Anyway. As far as I know, in the real world, she's perfectly healthy, so either it was vague fear being translated or it was sadness about someone else being translated (Possibly about Margaret. She wasn't exactly a mother figure to me but as a woman about 10 years older than my mom is....it's easy for my subconscious to confound the relationships).

(If they were making Inside Out about an adult, I think there would be something like a "recycling center" in the brain where old memories get changed around, or maybe where feelings that go one way get changed into another kind of feelings. I don't know)

On ITFF we were talking a bit about how often stuff in "kid's" movies makes us cry and someone noted that "in some ways, the emotion is more distilled" and I think there's a truth to that - possibly even could be said the emotion is more "pure." They mentioned Up of course (I think EVERYONE cries, and cries pretty hard, during the first 20 minutes of Up). And I said I still cry at a particular point (well, actually, 2 or 3 points) in Big Hero Six, and I cry at We Are Groot in Guardians of the Galaxy....I think I also mentioned how I had been watching Wreck It-Ralph yesterday and started to cry at the point where Ralph pretty much decided he was going to sacrifice himself for Vanellope. (Of course, there's a Deus Ex Machina in the form of a racecar that saves him, but still).

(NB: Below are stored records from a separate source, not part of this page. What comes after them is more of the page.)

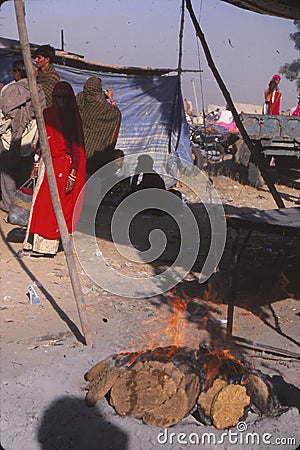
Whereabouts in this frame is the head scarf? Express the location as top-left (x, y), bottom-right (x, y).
top-left (36, 64), bottom-right (59, 108)
top-left (76, 77), bottom-right (121, 158)
top-left (271, 73), bottom-right (281, 81)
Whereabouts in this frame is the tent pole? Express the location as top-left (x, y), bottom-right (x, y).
top-left (186, 0), bottom-right (285, 208)
top-left (14, 0), bottom-right (93, 345)
top-left (177, 0), bottom-right (185, 75)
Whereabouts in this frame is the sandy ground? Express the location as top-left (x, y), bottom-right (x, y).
top-left (0, 169), bottom-right (300, 450)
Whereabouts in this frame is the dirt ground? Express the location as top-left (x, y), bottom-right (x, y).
top-left (0, 166), bottom-right (300, 450)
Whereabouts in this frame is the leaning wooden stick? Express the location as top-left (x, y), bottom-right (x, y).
top-left (14, 0), bottom-right (93, 345)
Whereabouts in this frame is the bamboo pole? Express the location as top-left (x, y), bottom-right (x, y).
top-left (14, 0), bottom-right (93, 345)
top-left (186, 0), bottom-right (285, 208)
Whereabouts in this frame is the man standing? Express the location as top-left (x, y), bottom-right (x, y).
top-left (0, 60), bottom-right (46, 212)
top-left (34, 44), bottom-right (59, 108)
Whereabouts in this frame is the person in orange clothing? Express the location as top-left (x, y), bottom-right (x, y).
top-left (263, 73), bottom-right (281, 115)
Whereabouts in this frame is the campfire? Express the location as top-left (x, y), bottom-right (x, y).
top-left (85, 292), bottom-right (279, 429)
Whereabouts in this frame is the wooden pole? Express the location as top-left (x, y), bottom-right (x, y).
top-left (186, 0), bottom-right (285, 208)
top-left (14, 0), bottom-right (93, 345)
top-left (177, 0), bottom-right (184, 75)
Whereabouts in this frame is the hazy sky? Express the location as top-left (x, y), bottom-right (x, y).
top-left (0, 0), bottom-right (299, 109)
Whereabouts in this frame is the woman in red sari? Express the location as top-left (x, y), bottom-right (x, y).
top-left (263, 74), bottom-right (281, 115)
top-left (24, 81), bottom-right (86, 255)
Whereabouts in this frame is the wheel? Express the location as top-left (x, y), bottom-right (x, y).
top-left (207, 144), bottom-right (225, 164)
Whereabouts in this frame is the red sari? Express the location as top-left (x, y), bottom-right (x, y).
top-left (29, 82), bottom-right (86, 239)
top-left (265, 89), bottom-right (281, 115)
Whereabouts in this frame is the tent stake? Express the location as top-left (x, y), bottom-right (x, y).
top-left (186, 0), bottom-right (285, 208)
top-left (14, 0), bottom-right (93, 345)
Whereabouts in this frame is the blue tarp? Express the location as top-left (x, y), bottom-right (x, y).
top-left (0, 53), bottom-right (192, 174)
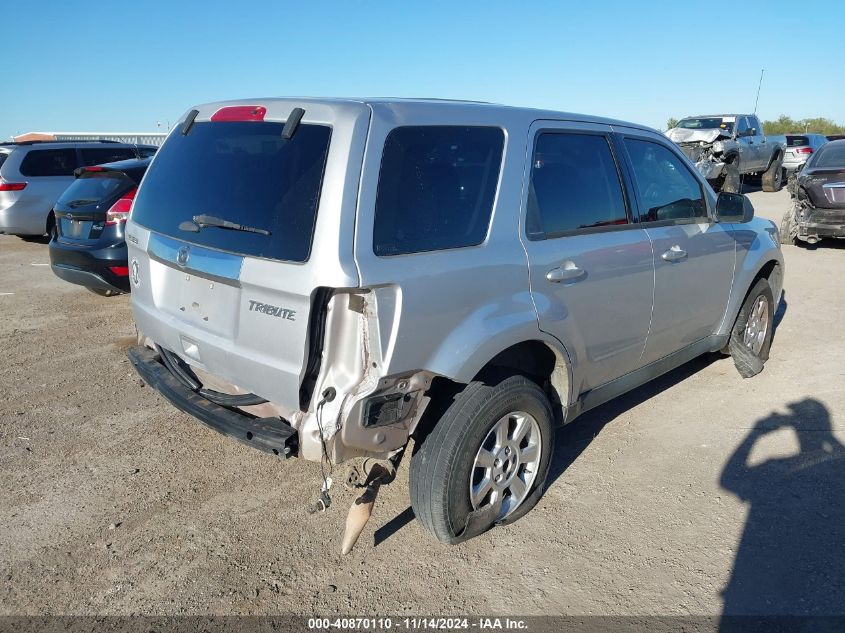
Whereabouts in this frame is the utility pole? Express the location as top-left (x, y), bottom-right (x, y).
top-left (752, 68), bottom-right (766, 114)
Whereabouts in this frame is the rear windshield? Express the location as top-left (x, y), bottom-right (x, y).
top-left (20, 147), bottom-right (77, 177)
top-left (786, 136), bottom-right (810, 147)
top-left (678, 117), bottom-right (734, 132)
top-left (79, 146), bottom-right (137, 165)
top-left (132, 121), bottom-right (331, 262)
top-left (813, 141), bottom-right (845, 169)
top-left (59, 171), bottom-right (134, 209)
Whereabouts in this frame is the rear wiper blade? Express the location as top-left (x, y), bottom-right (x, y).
top-left (179, 215), bottom-right (270, 235)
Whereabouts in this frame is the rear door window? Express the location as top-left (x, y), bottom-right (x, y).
top-left (786, 136), bottom-right (810, 147)
top-left (373, 126), bottom-right (505, 256)
top-left (20, 148), bottom-right (79, 177)
top-left (526, 132), bottom-right (628, 240)
top-left (79, 147), bottom-right (137, 166)
top-left (132, 121), bottom-right (331, 262)
top-left (625, 138), bottom-right (707, 222)
top-left (58, 171), bottom-right (134, 209)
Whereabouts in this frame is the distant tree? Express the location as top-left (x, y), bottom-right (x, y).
top-left (763, 114), bottom-right (845, 135)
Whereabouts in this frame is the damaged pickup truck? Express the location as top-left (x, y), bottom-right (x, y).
top-left (666, 114), bottom-right (785, 193)
top-left (780, 140), bottom-right (845, 244)
top-left (126, 99), bottom-right (783, 552)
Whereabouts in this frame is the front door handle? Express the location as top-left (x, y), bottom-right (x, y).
top-left (546, 261), bottom-right (587, 284)
top-left (660, 244), bottom-right (687, 262)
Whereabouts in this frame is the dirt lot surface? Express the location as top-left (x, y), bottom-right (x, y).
top-left (0, 185), bottom-right (845, 615)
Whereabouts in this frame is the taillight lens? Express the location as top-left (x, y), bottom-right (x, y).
top-left (0, 178), bottom-right (26, 191)
top-left (211, 106), bottom-right (267, 121)
top-left (106, 187), bottom-right (138, 226)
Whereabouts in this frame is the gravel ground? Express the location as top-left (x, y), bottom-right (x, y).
top-left (0, 186), bottom-right (845, 615)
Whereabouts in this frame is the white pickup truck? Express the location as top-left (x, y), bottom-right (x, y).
top-left (666, 114), bottom-right (786, 193)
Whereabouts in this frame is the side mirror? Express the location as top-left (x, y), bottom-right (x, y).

Actually, I think that's what gets me to cry hardest in a movie: not the couple who "should" have been together winding up together, not even things like the end of Old Yeller, but that point where a character decides: I value this other individual's life more than my own, so I will very likely risk the end of my own life to save them. ("Greater love hath no man than this, that a man lay down his life for his friends."). And you know? it seems to me that's a more commonly-shown thing these days in movies aimed at kids than at those aimed at adults. I am not sure what that means. (There are enough "old" movies, like TMC type movies, that have that concept of self-sacrifice in them). 

Someone suggested I would probably like Moana and they are probably right. I don't have Netflix or anything like that but at some point if the dvd isn't too spendy, I might get it.

Though first, I have the (original) Teen Titans series coming at some point - it was an Amazon Prime Day buy, about $40 for all five seasons. This is the early-2000s version, which was more drama and less slapstick and also (IMHO) better animation and more realistic-looking characters. Nothing against Teen Titans Go, but I really prefer the Teen Titans series that was more serious and more about extended storytelling rather than gags.
***

I got more sewing done on the Birb quilt this weekend but it was just "intermediate" steps so I have no additional blocks yet. I have the parts for making 9 more (of the 17 total full blocks) and will get to that at some point, hopefully this week. (There are also 14 "half blocks" so the edges of the quilt come out straight - the blocks are set "on point.")

I also worked more on the Hagrid scarf and am now worried I may run short of yarn. If that happens, I think I'll just leave off one or all of the last repeats of the cabled section ('shaggy beard.") I think it will make more sense to be sure I have enough yarn to do the eight garter stitch rows that finish the thing off.  I think my goal for the rest of the summer though is to try to dig out the buried-in-bags projects (the Hagrid Scarf, the big sweater, the "purple thing" stole, a scarf I started ages ago....) and finish them up.